Consent is only one of the six legal grounds for processing personal data under the GDPR, but it is certainly the most well-known. While it might look safe and solid at first sight, it is becoming the weakest link of the GDPR compliance chain.

First, consent can be withdrawn at any time, and the process for withdrawal must be as easy as the process for providing consent. Thus, a system built only on consent can fall apart quite quickly.

More importantly, consent can be considered invalid at any time, in which case the breakdown is immediate.

One example of consent being invalidated is a Belgian retailer that required the use of a customer’s e-ID as a prerequisite for the issuance of a loyalty card. While the merchant claimed consent as legal ground, the DPA ruled that such consent could not be freely given and that it was therefore invalid.

A second example is the recent judgment of the Court of Justice of the European Union stating that a pre-ticked checkbox cannot be considered as an active, unambiguous consent of the user. The consent, which was required as an ePrivacy requirement for the use of tracking cookies, was therefore invalid.

The impact of such invalidation should not be underestimated, as it leaves you without a valid legal ground and, thus, no way to continue the processing of personal data.

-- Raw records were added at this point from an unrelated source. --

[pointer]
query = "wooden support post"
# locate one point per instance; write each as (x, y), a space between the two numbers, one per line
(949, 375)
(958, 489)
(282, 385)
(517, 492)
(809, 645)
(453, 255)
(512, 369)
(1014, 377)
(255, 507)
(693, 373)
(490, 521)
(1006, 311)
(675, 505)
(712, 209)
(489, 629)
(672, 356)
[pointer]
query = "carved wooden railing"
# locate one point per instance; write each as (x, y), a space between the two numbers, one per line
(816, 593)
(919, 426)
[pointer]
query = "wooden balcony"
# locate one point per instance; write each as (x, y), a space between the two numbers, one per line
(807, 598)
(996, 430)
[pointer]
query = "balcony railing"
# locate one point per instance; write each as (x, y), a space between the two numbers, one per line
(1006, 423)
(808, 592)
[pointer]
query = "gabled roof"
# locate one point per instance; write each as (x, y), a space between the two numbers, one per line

If you need the personal data for your core business processes, the operational consequences can be enormous.

So how can you fortify this weak link? Make sure that you can demonstrate that users have a real choice and are fully in control when providing consent. This is a crucial step both for the validity of the consent and the fairness of the processing.

Consent without such choice or control can never be solid, and you just can’t build a castle on quicksand and expect it not to sink.